Ouro sofre forte queda semanal com temores de inflação por conflito no Oriente Médio

Mercado registra maior recuo do ouro desde março de 2020 em meio a incertezas geopolíticas e sinalizações do Fed

Ouro sofre forte queda semanal com temores de inflação por conflito no Oriente Médio
Barras de ouro Foto: Reprodução — Foto: Barras de ouro  • Reprodução

A queda do ouro marcou a maior baixa semanal desde março de 2020, pressionada por temores inflacionários decorrentes do conflito no Oriente Médio e expectativas sobre juros do Fed.

Contexto atual da queda do ouro em meio a tensões no Oriente Médio

A queda do ouro vem se aprofundando em meio ao 21º dia do conflito envolvendo Estados Unidos, Israel e Irã. O mercado, preocupado com o aumento da inflação provocado pela instabilidade regional, intensificou a desvalorização do metal precioso. Investidores monitoram atentamente os desdobramentos do conflito, que incluem ataques em Teerã, drones no Kuwait e explosões em Dubai, criando um cenário de incerteza econômica global.

Impacto da guerra no Oriente Médio sobre a inflação global e o preço do ouro

Especialistas do Swissquote Bank destacam que o agravamento da guerra eleva os preços de energia, pressionando a inflação para cima. Essa alta inflacionária coloca em xeque as decisões dos bancos centrais, que enfrentam dificuldades para ajustar suas políticas monetárias diante do cenário volátil. A pressão inflacionária reduz a atratividade do ouro como ativo seguro, contribuindo para sua queda significativa.

Influência das decisões do Federal Reserve e outros bancos centrais na cotação do ouro

O Federal Reserve (Fed) dos EUA sinaliza uma trajetória de juros mais rígida, com o mercado precificando a possibilidade de novos aumentos ainda neste ano. Essa perspectiva tende a fortalecer o dólar e elevar os rendimentos dos títulos, o que normalmente reduz a demanda por ouro.
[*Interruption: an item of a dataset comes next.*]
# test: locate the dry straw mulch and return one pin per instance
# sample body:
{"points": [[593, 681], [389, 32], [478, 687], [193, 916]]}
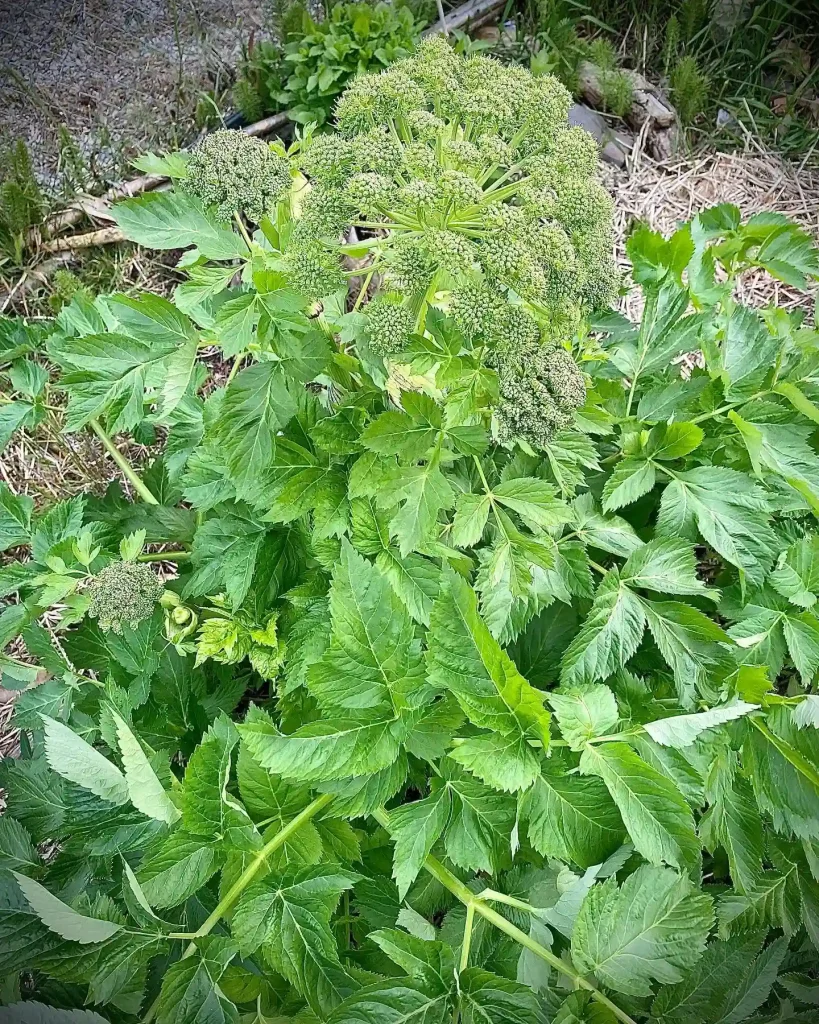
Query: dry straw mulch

Paralelamente, o Banco Central da Rússia cortou juros em 50 pontos-base, mas ressaltou incertezas no ambiente externo, evidenciando a complexidade do atual panorama econômico global.

Análise histórica e comparação da queda do ouro com períodos anteriores

A retração de 10,64% do ouro na semana é a maior desde março de 2020, quando o metal caiu 9,3% durante o surto inicial da pandemia de covid-19. Essa comparação reforça a magnitude da atual crise e suas consequências econômicas. A volatilidade extrema reflete não só o impacto geopolítico, mas também a reação dos investidores diante das expectativas econômicas globais.

Perspectivas para o preço do ouro diante das incertezas geopolíticas e políticas monetárias

Embora o ouro tradicionalmente seja considerado um porto seguro em tempos de crise, a combinação de conflitos geopolíticos complexos e políticas monetárias restritivas cria um ambiente desafiador para o ativo. A continuidade do conflito no Oriente Médio, associada às possíveis altas de juros nos EUA, pode manter o preço do ouro pressionado para baixo. Investidores devem acompanhar de perto os desdobramentos desses fatores para entender o impacto futuro sobre o mercado.